Como pode existir o Paraíso para alguns, enquanto para outros houver o Inferno, concebido como um tormento sem fim? Toda alma supostamente perdida veio ao mundo como filha de uma progenitora, e o Paraíso não pode ser para ela Paraíso, se o filho está nesse inferno. — Id., p. 454.
DR. GERARDUS VAN DER LEEUW (1890-1950), lente na Universidade de Gronigen.
Onsterfelijkheid of Opstanding (Imortalidade ou Ressurreição), 1847.
Depois de citar Ecl. 3:19-21, comenta ele:
A imortalidade [inata] é um conceito que se adapta à filosofia do panteísmo. À morte não segue a imortalidade, mas a ressurreição. — Onsterfelijkheid of Opstanding, p. 30.
A Igreja — não importa quão helenizada possa estar na doutrina e na prática — sempre tem mantido a ressurreição do corpo. (…) Morre o corpo, a morte não pode absolutamente ser negada. Mesmo o Espírito , a alma que eu sou, não existirá. A alma morre também. Mas a vida toda do homem será renovada por Deus. Deus me ressuscitará “no último dia”. — Id., p. 32.

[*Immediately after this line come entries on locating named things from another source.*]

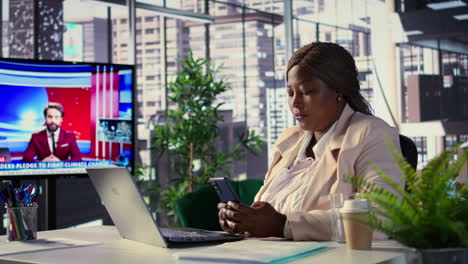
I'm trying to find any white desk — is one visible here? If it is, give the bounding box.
[0,226,406,264]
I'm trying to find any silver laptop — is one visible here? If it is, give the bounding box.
[86,167,243,247]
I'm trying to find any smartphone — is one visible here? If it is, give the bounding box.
[208,177,240,203]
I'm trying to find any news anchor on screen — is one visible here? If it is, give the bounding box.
[23,103,81,162]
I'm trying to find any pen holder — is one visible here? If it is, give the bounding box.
[6,205,38,241]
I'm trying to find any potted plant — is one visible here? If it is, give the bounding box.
[349,141,468,263]
[153,51,263,224]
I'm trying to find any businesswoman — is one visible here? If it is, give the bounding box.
[218,42,403,240]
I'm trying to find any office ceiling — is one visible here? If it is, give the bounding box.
[399,0,468,44]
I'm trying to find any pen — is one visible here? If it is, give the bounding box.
[0,191,9,206]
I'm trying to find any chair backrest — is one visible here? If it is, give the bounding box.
[400,134,418,169]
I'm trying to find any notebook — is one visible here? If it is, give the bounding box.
[86,167,243,247]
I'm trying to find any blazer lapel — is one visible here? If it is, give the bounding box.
[301,104,356,209]
[39,128,52,158]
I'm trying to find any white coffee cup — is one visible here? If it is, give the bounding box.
[340,199,372,249]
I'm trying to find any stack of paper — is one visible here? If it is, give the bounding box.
[174,239,327,264]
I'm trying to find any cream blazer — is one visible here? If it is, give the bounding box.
[255,105,404,240]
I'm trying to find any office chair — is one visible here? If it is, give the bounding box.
[400,134,418,170]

Deus, unicamente, é imortal (I Tim. 6:16). Ao homem deu Ele a promessa da ressurreição.
A criação se tornará uma re-criação. E a re-criação é ressurreição, um ressurgimento efetuado por Deus. — Id., p. 36.
Muitos pregadores, ultimamente, hesitam em pregar acerca da imortalidade. Outrora, porém, quando se pregava acerca da vida eterna, era sem esforço que eles se demoravam em fantasias quanto ao corpo corruptível a uma alma imortal. Os devocionários e hinários antigos estão repletos disso. Mesmo hoje, na casas mortuárias e nos cemitérios o povo é confortado mediante a mesma fonte — e todavia essas representações não são em nenhum aspecto cristãs, mas puramente gregas e contrárias à assência da fé cristã. — Id., p. 20.
DR. AUBREY R. VINE (1900- ), redator-
chefe de The Congregational Quarterly; professor no Yorkshire United Independent College.
An Approach to Christology (Estudo Sobre Cristologia), 1948.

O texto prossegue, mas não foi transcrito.